Im Jahresgutachten 2014 hatten die Experten der damaligen schwarz-roten Bundesregierung ebenfalls nur einen mäßigen Erfolg bei der Anwerbung internationaler Forscher bescheinigt. Seitdem befinde sich Deutschland auf einem positiven Entwicklungspfad - das Land habe an Attraktivität gewonnen.

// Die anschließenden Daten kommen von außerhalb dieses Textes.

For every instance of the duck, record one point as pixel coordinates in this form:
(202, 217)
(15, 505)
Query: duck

Der Vorsitzende der Expertenkommission, der Jenaer Wirtschaftswissenschaftler Uwe Cantner, sagt: "2014 hatten wir noch eine Netto-Abwanderung von Forschenden, während wir mittlerweile eine Netto-Zuwanderung haben." Trotzdem sei noch Luft nach oben - etwa bei der Anmeldung von Visa.

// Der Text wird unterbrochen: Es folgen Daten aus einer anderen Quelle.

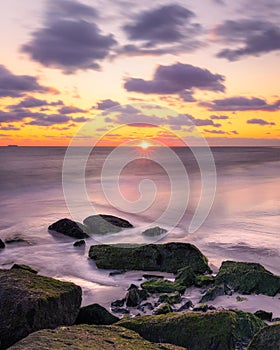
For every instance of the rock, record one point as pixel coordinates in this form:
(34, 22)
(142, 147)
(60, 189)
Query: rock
(162, 309)
(23, 267)
(163, 286)
(95, 314)
(168, 257)
(85, 337)
(154, 231)
(171, 298)
(2, 244)
(219, 330)
(118, 303)
(213, 293)
(264, 315)
(267, 338)
(29, 302)
(119, 310)
(247, 278)
(203, 280)
(135, 296)
(79, 243)
(68, 228)
(102, 224)
(185, 276)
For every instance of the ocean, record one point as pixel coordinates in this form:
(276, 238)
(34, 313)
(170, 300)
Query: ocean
(242, 223)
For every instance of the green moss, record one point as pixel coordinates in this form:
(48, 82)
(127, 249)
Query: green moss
(247, 278)
(88, 338)
(162, 286)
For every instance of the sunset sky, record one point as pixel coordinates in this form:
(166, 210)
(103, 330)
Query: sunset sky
(211, 63)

In dem Gutachten heißt es, eine unzureichende Angleichung von Anerkennungsverfahren zwischen nationalen Sozialversicherungssystemen erschwere die Zuwanderung von ausländischen Wissenschaftlern. Die deutsche Sprache ist einer der größten Hürden, denen sich Wissenschaftler beim Zuzug nach Deutschland ausgesetzt sähen.

Aufholjagd bei KI-Technologien nötig

Zweiter großer Punkt des neuen Gutachtens: Deutschland muss bei der Entwicklung und dem Einsatz von Künstlicher Intelligenz (KI) mehr tun, um im weltweiten Wettbewerb aufzuholen. "Deutschland und Europa stehen zurzeit nicht in der weltweit ersten Reihe der KI-Entwickler, und es können hier Abhängigkeiten entstehen, die man nicht haben möchte", meint der EFI-Vorsitzende Cantner. Die großen Player seien die USA und China. Deutschland und Europa müssten zum Beispiel größere Rechenkapazitäten aufbauen und KI-Kompetenzen im eigenen Land halten.

In der deutschen Wirtschaft wird KI noch nicht in der Breite eingesetzt. Laut einer Umfrage des Digitalverbandes Bitkom nutzen nur drei Prozent aller deutschen Unternehmen Künstliche Intelligenz zentral in der alltäglichen Arbeit. Weitere sechs Prozent planen eine Einführung von KI-Tools in diesem Jahr. Für 54 Prozent der insgesamt 606 befragten Firmen spielt der KI-Einsatz derweil auch in Zukunft keine Rolle.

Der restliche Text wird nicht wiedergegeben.